The invention relates generally to the field of remote storage replication. More particularly, the invention relates to a method and apparatus for increasing application availability during a disaster fail-back.
Application downtime following a server failure represents an increasing problem due to the widespread use of computerized applications as well as the ever-expanding electronic commerce-driven economy. To increase data availability and reduce application down time, customers typically build a disaster recovery site which can take over during a disaster or server failure. A significant amount of time and planning goes into insuring that following a disaster, fail-over occurs as rapidly as possible. To this end, many vendors provide methods to reduce this downtime.
Remote storage replication is a technique which is primarily used for disaster protection. The processes are optimized by vendors to expedite the fail-over process from a primary site to a secondary or disaster recovery site. A problem that is less frequently looked at, however, is the time to return the operations to the primary site once the problems causing the fail-over have been resolved.
Customer Service Level Agreements (SLAs) define the level of service provided to customers and typically state the amount of downtime acceptable when a disaster strikes. However, customer SLAs rarely provide the requirements for returning operations to the original site once the problem has been resolved. With this in mind, most companies offer solutions that minimize the fail-over process but pay less attention to the requirements of retrieving the state of the primary site (fail-back). In addition, conventional fail-back processes are rarely, if ever, tested under real, live conditions. During such customer testing, the fail-over process is likely to be well-documented. Scripts are generally written and seem to work as efficiently as possible. However, on conclusion of the fail-over process testing, operations continue on the primary site without having had the need to restore the data replicated to the secondary site.
Conventional fail-back processes are lengthy and often require the entire population of the data from the secondary site back to the primary site. These processes, if ever required, can be time consuming and involve a fair amount of application unavailability or down time. Conventional fail-back processes often require complete resynchronization of the data to get back the data to the primary server and depending on the size of the data, this can be a very long process, adding to the amount of application downtime.

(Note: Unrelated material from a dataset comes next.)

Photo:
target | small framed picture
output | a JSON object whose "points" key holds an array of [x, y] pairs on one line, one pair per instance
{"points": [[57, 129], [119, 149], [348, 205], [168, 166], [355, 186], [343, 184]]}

The present invention provides a method and apparatus for increasing availability of an application during fail-back from a secondary site to a primary site following a failure at the primary site. The method includes copying data from active storage volumes to secondary storage volumes on the secondary site while the application runs on the secondary site and updates the active storage volumes. Once the secondary storage volumes of the secondary site are updated, the data is re-synchronized from the secondary storage volumes on the secondary site to the primary storage volumes of the primary site. The steps of copying the data and resynchronizing the data are repeated for data updated by the application, during the re-synchronization, until a time required to complete the resynchronization step for the updated data is within an acceptable downtime for the application. Once this step is complete, the application is failed-back to the primary site by bringing up the application at the primary site. Application availability is therefore increased by limiting the application downtime to an acceptable down time.